The fact that this is unusual is what makes it so effective. During the sales process you can elicit information on your new customer’s passions and delight them with a surprise.
The CTO of a big financial firm loves to surf in their spare time? Send them a surfing related gift, such as vouchers for a weekend away by the coast.
Personalise the experience and go the extra mile. This is the key to delighting customers and encouraging proactive advocacy.
Of course, including advocacy into your thought leadership marketing is more than just eliciting fuzzy feelings and spreading your content. These tactics can generate more sales for your bottom line and generate more revenue.
Again, if you delight your customers far enough then they’ll likely bring customers to you automatically. Sometimes, however, you need to inspire them and give them a little push.
One way of doing this is by creating a reward system. Dropbox is a great example of this. For every new user you invite to use Dropbox, they add an extra 1GB of storage to your account.
The way you reward your customers for referrals is up to you. It could include a free month of your product or service or some other surprise that your personas will enjoy.
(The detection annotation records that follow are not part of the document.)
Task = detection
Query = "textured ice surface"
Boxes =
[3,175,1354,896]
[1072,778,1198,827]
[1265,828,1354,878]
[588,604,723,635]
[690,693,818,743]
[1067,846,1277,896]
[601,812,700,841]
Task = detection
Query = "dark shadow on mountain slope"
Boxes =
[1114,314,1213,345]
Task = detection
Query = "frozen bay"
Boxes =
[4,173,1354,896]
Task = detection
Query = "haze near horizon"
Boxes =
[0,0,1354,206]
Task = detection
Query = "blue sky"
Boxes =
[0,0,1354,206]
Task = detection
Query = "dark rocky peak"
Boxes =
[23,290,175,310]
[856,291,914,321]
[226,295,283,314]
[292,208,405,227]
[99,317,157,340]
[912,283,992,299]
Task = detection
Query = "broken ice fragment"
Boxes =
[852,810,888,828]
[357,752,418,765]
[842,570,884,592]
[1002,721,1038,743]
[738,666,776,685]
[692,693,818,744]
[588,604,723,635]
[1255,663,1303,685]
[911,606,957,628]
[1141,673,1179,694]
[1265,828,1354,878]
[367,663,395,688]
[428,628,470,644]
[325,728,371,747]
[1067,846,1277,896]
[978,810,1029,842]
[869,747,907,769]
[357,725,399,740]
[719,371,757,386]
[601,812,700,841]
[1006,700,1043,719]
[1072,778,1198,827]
Do some research and see what incentives will make your customers refer new business to you.
What we’ve outlined for you here is an effective thought leadership marketing funnel that guides new visitors down your marketing funnel and turns them into customers and advocates for your brand.
Looking at a more macro level, you can see that most of the points are connected by delivering high quality content and delighting them beyond their expectations.
The real thought leadership marketing work is taken place in steps 1 and 2, however thought leadership is pointless unless it’s contributing to your overall business objectives. What these objectives look like is up to you, but hopefully we’ve given you an outline that you can work with and mould for your own goals.